An 80-year-old clan head from Odukpani Local Government Area of Cross River has reportedly gone blind “because the gods are annoyed with him”.
Etinyin Eyo Edem, clan head of Akwa Ikon Eyo Edem in Odukpani told journalists in his palace Wednesday that his ordeal is as a result of Bakassi returnees who are now camped in primary and secondary schools in his domain.
Some reporters had visited the octogenarian in his palace to enquire about the feelings of the host community and the Bakassi returnees in his constituency.
According to Etinyin Edem, because of the returnees, he has gone blind, explaining that “since the returnees were brought” to his domain, they have entered into hitherto sacred shrines in search of food and other necessities of life.

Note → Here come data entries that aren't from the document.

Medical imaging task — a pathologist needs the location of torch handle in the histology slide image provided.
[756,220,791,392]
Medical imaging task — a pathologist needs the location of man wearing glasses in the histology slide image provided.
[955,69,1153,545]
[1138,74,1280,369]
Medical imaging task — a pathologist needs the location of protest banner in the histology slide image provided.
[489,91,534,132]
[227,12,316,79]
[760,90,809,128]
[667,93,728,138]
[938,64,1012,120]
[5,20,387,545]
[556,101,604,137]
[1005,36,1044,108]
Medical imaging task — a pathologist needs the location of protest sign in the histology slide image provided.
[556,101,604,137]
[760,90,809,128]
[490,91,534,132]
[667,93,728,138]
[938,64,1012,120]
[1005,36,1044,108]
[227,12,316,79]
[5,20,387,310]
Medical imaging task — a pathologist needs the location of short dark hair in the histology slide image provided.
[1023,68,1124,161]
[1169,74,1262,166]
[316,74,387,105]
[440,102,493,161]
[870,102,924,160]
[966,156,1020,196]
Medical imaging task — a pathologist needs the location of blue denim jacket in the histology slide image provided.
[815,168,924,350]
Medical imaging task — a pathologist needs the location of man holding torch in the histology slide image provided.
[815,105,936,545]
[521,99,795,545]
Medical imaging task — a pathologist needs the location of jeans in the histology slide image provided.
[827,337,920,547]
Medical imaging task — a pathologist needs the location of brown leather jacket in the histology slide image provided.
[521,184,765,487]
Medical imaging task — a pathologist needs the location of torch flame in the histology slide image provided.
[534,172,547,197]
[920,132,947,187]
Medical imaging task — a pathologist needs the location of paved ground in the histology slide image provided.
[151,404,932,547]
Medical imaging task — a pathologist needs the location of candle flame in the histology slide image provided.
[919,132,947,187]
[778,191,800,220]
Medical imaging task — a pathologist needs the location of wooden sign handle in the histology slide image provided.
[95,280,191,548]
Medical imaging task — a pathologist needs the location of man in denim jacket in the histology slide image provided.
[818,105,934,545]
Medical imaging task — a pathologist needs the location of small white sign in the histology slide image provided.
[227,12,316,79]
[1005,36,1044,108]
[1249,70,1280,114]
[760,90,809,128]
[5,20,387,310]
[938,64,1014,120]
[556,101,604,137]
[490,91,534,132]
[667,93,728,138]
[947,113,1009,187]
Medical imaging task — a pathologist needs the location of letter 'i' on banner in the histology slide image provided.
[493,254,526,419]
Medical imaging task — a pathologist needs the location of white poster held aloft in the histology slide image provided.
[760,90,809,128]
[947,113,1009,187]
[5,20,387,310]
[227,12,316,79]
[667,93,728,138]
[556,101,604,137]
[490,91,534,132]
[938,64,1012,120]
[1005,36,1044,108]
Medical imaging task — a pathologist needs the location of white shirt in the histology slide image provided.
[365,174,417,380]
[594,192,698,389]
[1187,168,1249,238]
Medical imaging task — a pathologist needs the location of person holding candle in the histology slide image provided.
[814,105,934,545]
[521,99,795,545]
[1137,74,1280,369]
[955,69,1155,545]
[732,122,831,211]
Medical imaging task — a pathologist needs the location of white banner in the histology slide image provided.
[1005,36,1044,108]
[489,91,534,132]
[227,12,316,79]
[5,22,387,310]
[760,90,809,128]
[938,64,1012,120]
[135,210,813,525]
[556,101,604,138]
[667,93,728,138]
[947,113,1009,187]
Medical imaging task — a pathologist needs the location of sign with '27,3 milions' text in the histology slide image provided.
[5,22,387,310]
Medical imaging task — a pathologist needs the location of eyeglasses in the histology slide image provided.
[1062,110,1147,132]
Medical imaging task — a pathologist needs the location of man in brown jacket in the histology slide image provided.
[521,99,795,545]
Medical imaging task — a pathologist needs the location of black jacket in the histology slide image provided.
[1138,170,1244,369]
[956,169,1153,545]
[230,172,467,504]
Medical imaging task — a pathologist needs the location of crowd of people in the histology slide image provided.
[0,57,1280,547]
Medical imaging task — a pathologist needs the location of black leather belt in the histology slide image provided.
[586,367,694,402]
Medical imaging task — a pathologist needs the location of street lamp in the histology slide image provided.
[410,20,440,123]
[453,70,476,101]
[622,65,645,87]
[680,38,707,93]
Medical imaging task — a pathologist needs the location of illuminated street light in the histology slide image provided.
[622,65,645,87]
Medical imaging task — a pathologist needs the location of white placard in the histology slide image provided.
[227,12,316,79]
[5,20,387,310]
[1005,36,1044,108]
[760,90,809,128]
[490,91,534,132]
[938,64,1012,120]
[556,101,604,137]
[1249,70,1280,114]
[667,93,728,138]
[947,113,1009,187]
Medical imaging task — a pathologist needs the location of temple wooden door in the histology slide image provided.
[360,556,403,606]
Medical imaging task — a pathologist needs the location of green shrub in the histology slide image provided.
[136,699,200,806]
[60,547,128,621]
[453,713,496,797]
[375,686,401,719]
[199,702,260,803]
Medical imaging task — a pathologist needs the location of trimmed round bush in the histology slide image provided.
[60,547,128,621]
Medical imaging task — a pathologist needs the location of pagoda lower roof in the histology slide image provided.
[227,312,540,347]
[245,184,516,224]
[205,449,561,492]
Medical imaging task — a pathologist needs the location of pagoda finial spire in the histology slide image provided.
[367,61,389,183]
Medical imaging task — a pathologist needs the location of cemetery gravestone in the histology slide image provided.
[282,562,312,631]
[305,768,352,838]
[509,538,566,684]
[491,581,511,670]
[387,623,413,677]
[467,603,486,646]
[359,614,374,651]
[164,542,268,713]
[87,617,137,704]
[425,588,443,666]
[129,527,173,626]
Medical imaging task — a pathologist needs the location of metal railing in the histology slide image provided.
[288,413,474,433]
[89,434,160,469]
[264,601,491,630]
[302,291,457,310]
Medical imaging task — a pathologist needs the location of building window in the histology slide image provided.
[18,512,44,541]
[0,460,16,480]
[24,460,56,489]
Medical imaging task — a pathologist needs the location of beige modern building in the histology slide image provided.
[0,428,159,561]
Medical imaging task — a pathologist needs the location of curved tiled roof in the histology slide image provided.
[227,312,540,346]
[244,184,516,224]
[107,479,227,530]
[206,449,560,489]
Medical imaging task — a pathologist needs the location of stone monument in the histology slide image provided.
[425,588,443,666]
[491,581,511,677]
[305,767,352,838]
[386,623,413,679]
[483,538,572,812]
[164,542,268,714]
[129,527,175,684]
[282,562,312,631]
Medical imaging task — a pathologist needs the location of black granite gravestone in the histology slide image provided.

He said because the returnees “have gone hay wire entering all nooks and crannies of the forests”, the gods of the land have visited him with blindness and until they are appeased, he might live the rest of his life a blind man.
“When these people came here, government said they were going to take care of them. But for all this while, government has neither shown concern nor visited the place. Then they became hungry, restless and went into even sacred areas of the village in search of snails and other means of livelihood just to survive. For entering those sacred shrines, the gods of our fathers have visited me with this blindness. I am paying for being generous to a displaced people,” Etinyin Eyo Edem lamented.
He named the shrines desecrated by the displaced people of Bakassi to include, Obung Obot stream; Eme Abasi; Okongho Ekpat; Nsa Anwan and Iso Ekpenyong.
To appease the gods of these shrines, the royal father said the community would need about N1.5 million, while mentioning some of the items required for the sacrifice to include he and she goats, cocks and hens; white clothing materials; native chalk (colour and white); bottles of spirit liquor; palm wine and tubers of yam.
Other items listed include native eggs, breakable plates and some quantity of mineral drinks.
The Monarch alleged that some of the streams in which the displaced people bathed were forbidden from visitors and most of the places they went in search of food were not for strangers.
“What we want the government to do is to resettle these people properly because we are suffering while they are here. Government cannot continue to promise them heaven and earth without fulfilling them and we are paying the price for being helpful to the needy,” the clan head said.
He reiterated that because the returnees could not have access to food, they chose to borrow from members of the community but they couldn’t pay back and there is nothing anybody can do to recover the money. This, he added is bringing bad blood between the creditors and their debtors.
“We have been giving them food and they also borrow from members of this community. But if they cannot pay, will you kill them? You see somebody who has very young children and comes to borrow from you. Will you refuse him or her? We have been helping them but the government that promised them better things should come and do something for them so that we will have our peace,” he added.
He said so long as the people were left without assistance, they will continue to enter the forest in search of food and since they do not know when or where they go, the village elders cannot stop them from desecrating revered shrines.
He called on the governments’ well-meaning organisations and individuals to intervene in the resettlement of the Bakassi displaced people.